As I said in another comment on M-Pawa financial education and marketing are the best option for long term healthy effect on Financial Inclusion, although I am preaching from 30 years back to use the Internet and the Multimedia, it is now that I had news that a group (ARIFU) is doing it, making me very happy. As I commented in another post in this blog, back in the 70s I was well involved in the so-called “bankarization” at that time in Brazil (Now called Financial Inclusion) by the Housing Savings and Loan Associations. At that time, we did not have Internet nor did we had easy access to communications as today. However, 700 private Savings and Loan Associations partnered with the public Housing Central Bank to create the “Centre for Savings Promotion”, this institution started nation wide advertising campaigns to promote the opening of a Savings Passbook (Caderneta de Poupanza) and devise distance training courses on financial education. We used synchronized sound with slides projectors in all the institutions to teach finances, giving distance training booklets to be filled and sent back to be punctuated and give a passbook, with a small initial deposit, as a prize to those who successfully ended the course. Well, Brazil today has an 85% of financial included, compared to the rest of Latin America with 52%, nearly half of that of Brazil. It is very motivating for me to think I put at that time, my sand grain.
If we see the first graphic, there is a similar proportion between the difference in savings, between the farmers that assisted to the ARIFU platform with out any doubt those in the this platform save much more, this matches the results obtain back in the 70s in Brazil. On the other hand, as it is quoted in the post:” This shows how personification can help amplify digital learning”. I also found in Brazil that the facilitator was an important factor in the learning recipe. Being the reason to use the sound synchronized slide projectors in the Savings and Loan Associations premises, were every hour, a 15 minute meeting was held with the interesting parties. The meeting was to give them an overview of the savings passbook advantages and to teach them use the distant learning booklet. Today, I am giving training all over the World from Madrid using a virtual classroom that I developed that runs in computers, tablets and mobile phones. This solution could also be developed by ARIFU using a call centre and trained university students working part time, according to their classes to attend brief consultations from people that have been previously trained to use their platform. As a marketing expert that has work in Microfinances for many years. ARIFU could even, if they make agreements with interested farm articles providers, to create a discount club (As I did in many MFI, to benefit their clients) that will give discounts to the farmers and a commission to ARIFU to cover the operational costs of the service.

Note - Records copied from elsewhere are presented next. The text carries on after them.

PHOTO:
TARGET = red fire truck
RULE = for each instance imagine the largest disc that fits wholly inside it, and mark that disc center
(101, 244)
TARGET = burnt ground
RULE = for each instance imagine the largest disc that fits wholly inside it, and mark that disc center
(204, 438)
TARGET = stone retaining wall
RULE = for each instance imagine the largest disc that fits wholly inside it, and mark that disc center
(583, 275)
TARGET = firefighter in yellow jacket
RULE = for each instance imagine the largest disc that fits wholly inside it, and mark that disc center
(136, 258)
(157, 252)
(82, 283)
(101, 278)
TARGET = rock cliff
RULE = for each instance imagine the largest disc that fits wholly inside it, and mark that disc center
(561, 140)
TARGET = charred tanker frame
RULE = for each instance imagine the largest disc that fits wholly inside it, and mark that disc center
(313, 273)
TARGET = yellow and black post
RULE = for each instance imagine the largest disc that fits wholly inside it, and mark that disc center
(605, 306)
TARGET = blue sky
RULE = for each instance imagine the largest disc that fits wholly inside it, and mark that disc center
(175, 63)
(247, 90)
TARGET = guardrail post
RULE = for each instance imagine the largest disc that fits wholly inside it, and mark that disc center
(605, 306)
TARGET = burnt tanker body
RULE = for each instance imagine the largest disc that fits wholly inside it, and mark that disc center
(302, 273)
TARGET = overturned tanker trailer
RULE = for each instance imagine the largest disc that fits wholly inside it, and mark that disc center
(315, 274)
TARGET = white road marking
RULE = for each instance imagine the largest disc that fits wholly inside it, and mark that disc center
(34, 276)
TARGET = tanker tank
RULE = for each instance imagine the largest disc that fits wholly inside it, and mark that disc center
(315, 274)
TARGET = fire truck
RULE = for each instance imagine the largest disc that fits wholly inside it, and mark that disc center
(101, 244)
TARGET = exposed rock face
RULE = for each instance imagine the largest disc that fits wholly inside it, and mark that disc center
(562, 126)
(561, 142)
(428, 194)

29 August 2016 Submitted by Rafe (not verified)

Jose,
This is a detailed and inspiring story. It is interesting to hear what the technology innovations were at that time, and how what seems out-dated now was still very effective in its context of the time period.
You mentioned the trainer is a key variable to effectiveness, and I wonder what digital learning content gains and loses from the in-person element. We can be more standardized in quality, but there isa certain "magic" good trainers possess I think we can't truly replicate digitally.
Rafe

23 August 2016 Submitted by Rafe (not verified)

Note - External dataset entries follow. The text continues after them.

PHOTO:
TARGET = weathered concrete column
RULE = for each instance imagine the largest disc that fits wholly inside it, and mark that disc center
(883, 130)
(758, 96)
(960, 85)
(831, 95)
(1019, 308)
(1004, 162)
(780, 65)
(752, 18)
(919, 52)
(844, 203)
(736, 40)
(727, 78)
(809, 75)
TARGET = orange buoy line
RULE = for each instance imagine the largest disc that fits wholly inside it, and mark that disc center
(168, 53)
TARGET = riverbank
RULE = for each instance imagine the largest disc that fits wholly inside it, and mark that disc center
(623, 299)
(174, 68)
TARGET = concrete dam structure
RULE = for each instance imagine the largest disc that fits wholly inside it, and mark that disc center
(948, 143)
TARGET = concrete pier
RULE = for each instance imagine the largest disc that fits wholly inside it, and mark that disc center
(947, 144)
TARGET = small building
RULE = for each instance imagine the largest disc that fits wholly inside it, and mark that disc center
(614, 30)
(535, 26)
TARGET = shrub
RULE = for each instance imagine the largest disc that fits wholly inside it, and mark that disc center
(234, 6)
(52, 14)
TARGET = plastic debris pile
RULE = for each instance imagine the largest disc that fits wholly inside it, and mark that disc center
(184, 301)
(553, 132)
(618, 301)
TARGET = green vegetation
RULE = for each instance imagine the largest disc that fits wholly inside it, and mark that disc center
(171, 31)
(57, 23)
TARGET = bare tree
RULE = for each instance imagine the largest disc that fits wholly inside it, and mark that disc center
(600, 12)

Thank you both for bringing up the selection bias point. (And apologies for my delay in reply, I've been away from the office.)

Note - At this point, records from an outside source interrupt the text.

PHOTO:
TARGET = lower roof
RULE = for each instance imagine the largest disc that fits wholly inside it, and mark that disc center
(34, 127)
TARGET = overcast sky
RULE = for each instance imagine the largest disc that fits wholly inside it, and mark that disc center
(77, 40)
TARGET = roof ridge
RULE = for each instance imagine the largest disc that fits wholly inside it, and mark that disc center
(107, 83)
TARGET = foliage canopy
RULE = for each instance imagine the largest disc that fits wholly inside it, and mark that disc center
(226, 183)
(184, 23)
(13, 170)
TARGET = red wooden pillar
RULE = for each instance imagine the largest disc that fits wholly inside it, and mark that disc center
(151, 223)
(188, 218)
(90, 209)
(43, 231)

I think we have a combination of both behavior change and selection bias. We are drafting a working paper where we took these participants' transaction records from 2014 through May 2016, and do see an increase in activity within individual accounts as well as treatment versus control. The analysis is not finished, so I can't say that this explains all the effect--hence my agreement there is a bit of selection bias at play. But it does make me confident this does have an impact outside of selection bias and reverses dormancy or low activity of those who have potential to be big savers on M-Pawa. Send an email if you want to dive into this in more detail.